L’enregistrement universel des naissances pourrait être l’héritage durable du 50ème anniversaire de l’Union africaine

ADDIS-ABEBA, 20 mai 2013 – Le 50ème « anniversaire » de l’Union africaine offre la chance de s’engager durablement en faveur des enfants du continent en donnant à chacun d’entre eux un nom et un statut légal et en apportant un changement durable et des avantages sociaux au plus d’un milliard de personnes d’Afrique subsaharienne, a dit aujourd’hui l’UNICEF.

Le nombre d’enfants du continent devrait augmenter de 130 millions d’ici à 2025, d’après les études démographiques. Près d’un enfant de la planète sur trois vivra en Afrique d’ici au milieu du siècle. D’ici à 2030, l’Afrique subsaharienne aura le plus grand nombre d’enfants âgés de moins de 18 ans du monde.

« La plus grande ressource de l’Afrique, ce sont ses enfants, » a dit M. Martin Mogwanja, Directeur général adjoint de l’UNICEF. « Pourtant, les aspirations du continent ne pourront être vraiment satisfaites que quand seront réalisés les droits des enfants à la survie, au développement et à la protection. La première étape dans cette direction est de veiller à ce que chaque enfant, où qu’il se trouve, soit pris en compte et reçoive une identité légale. » 

Seulement 44 pour cent des enfants africains de moins de cinq ans sont déclarés à leur naissance, ce qui signifie que la moitié de tous les enfants africains ne sont pas comptés en tant que citoyens. Dans de nombreux pays d’Afrique, les enfants des zones rurales ont beaucoup moins de chances d’être déclarés et de rester invisibles aux yeux des gouvernements; ils sont donc privés des prestations sociales et de la protection juridique pourtant essentielles à leur survie et à leur avenir.  

En Afrique, le manque d’équité affecte de nombreux enfants, particulièrement ceux vivant dans les familles les plus pauvres ou dans des zones où les niveaux d’éducation scolaire sont faibles ou dans des zones isolées ou dans des communautés marginalisées.

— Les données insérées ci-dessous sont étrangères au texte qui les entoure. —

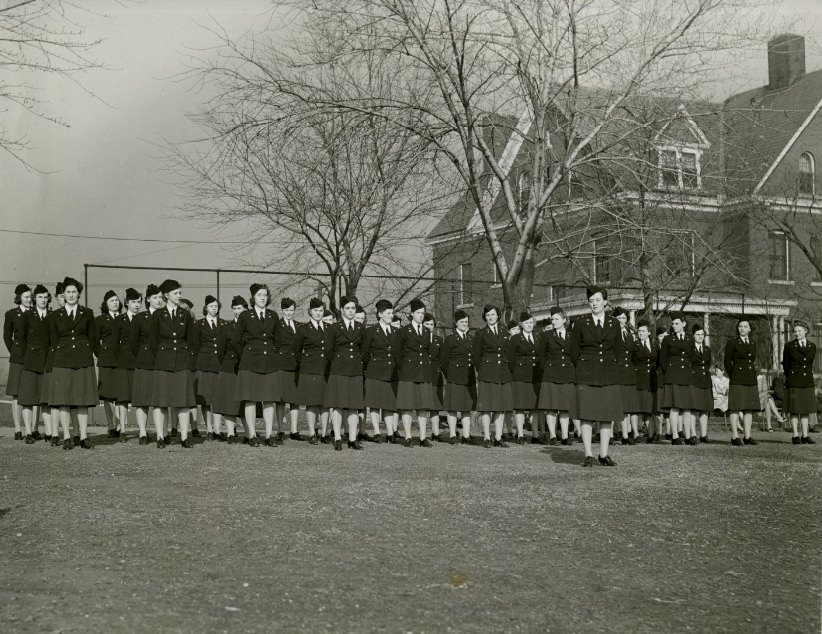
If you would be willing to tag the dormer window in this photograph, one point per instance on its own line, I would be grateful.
(806, 174)
(679, 168)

Faute d’identité légale, les enfants peuvent se voir refuser l’accès à des services de base comme la scolarisation. Dépourvus de détails sur leur naissance et leur âge, ils ne peuvent pas être facilement protégés contre le travail des enfants, le recrutement dans les forces armées ou les milices, la traite, le mariage précoce ou d’autres formes d’exploitation.  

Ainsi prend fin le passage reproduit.